Last modified: 2014-10-10 13:10:19 UTC
Japanese-language characters are rendered as tofu when I try to export a page translated into Japanese using the Translate extension. An example is <https://meta.wikimedia.org/wiki/Tech/News/2014/40/ja?oldid=10019558&>, rendered as <https://meta.wikimedia.org/w/index.php?title=Special:Book&bookcmd=render_article&arttitle=Tech%2FNews%2F2014%2F40%2Fja&oldid=10019558&writer=rdf2latex>. In the linked PDF file, only latin characters are rendered properly.
Just to add: the description above is based on what I see on GNOME Document Viewer (evince) 3.10.3.
The issue is that the Translation extension is not adding the proper "lang" attribute on the translated message, so we are trying to render the entire thing as English text.
What translated message? The content is wrapped inside <div id="mw-content-text" lang="ja" dir="ltr" class="mw-content-ltr"></div>. I do not understand what is the problem and how it is related to Translate.

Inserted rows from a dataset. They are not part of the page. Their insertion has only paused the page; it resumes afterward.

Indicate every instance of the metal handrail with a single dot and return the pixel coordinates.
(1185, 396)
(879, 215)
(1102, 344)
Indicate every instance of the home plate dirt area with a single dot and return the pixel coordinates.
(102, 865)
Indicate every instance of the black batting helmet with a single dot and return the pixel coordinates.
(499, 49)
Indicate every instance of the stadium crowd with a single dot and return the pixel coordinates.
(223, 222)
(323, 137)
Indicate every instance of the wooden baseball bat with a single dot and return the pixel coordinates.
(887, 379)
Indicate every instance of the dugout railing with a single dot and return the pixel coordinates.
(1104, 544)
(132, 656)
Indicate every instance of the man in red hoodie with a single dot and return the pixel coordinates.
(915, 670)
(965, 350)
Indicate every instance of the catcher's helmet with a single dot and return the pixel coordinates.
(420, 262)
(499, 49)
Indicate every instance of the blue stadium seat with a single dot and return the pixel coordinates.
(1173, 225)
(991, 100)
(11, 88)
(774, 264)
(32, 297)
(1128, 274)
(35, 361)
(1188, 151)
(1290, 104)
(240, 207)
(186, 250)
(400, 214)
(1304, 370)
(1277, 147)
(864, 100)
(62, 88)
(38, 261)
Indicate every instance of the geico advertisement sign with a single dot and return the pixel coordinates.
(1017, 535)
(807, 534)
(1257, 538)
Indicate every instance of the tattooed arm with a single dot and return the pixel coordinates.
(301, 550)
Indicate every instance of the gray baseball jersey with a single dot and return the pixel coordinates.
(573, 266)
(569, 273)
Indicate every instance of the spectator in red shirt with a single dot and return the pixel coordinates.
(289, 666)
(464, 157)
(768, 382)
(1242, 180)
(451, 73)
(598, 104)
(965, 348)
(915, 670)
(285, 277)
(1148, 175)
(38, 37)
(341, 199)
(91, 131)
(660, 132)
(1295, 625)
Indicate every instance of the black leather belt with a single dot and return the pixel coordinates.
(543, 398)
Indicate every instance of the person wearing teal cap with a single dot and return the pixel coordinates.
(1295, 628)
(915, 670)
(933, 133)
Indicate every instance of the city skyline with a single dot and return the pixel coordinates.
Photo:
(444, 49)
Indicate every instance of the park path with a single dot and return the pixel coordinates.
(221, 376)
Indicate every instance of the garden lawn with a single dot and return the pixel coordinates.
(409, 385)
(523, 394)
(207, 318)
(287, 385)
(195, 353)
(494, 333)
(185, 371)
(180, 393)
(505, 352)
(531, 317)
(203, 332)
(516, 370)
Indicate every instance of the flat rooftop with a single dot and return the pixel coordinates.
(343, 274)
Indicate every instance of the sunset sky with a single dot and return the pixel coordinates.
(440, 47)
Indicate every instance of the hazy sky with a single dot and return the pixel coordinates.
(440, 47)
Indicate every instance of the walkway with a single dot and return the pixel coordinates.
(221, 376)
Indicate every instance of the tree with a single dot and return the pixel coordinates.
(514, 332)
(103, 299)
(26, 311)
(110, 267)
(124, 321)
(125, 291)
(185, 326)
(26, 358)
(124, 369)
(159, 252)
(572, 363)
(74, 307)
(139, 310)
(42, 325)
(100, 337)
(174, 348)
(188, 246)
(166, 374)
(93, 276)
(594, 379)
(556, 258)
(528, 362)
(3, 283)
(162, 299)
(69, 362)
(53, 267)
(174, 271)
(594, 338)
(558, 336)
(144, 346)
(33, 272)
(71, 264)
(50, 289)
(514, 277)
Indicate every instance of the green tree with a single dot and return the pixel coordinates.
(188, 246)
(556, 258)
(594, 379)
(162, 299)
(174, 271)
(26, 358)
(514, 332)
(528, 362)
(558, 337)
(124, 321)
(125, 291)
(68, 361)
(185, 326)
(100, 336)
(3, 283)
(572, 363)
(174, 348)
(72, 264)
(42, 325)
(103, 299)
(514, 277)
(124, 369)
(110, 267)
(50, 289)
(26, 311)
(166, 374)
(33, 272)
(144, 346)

Ah, sorry -- you're right. That's in the PHP parser output. It's missing from the Parsoid output, however: http://parsoid-lb.eqiad.wikimedia.org/metawiki/Tech/News/2014/40/ja?oldid=10019558 That has lang=en. Could you describe how your extension sets the lang attribute on the content (if you know) before I reassign this bug back over to Parsoid? Presumably I need to get this information via some API, as the desired content language is not present in https://meta.wikimedia.org/w/index.php?title=Tech/News/2014/40/ja&action=raw for instance (which I assume is the raw text which Parsoid is working with).
Via the hook: https://github.com/wikimedia/mediawiki-extensions-Translate/blob/master/tag/PageTranslationHooks.php#L67 I am surprised if the page content language is not yet exposed in the API in any way. If not, let's add it.
Ok, great. I'm going to reassign it to Parsoid; I'll open a new bug if it turns out the page content language isn't exposed via some API.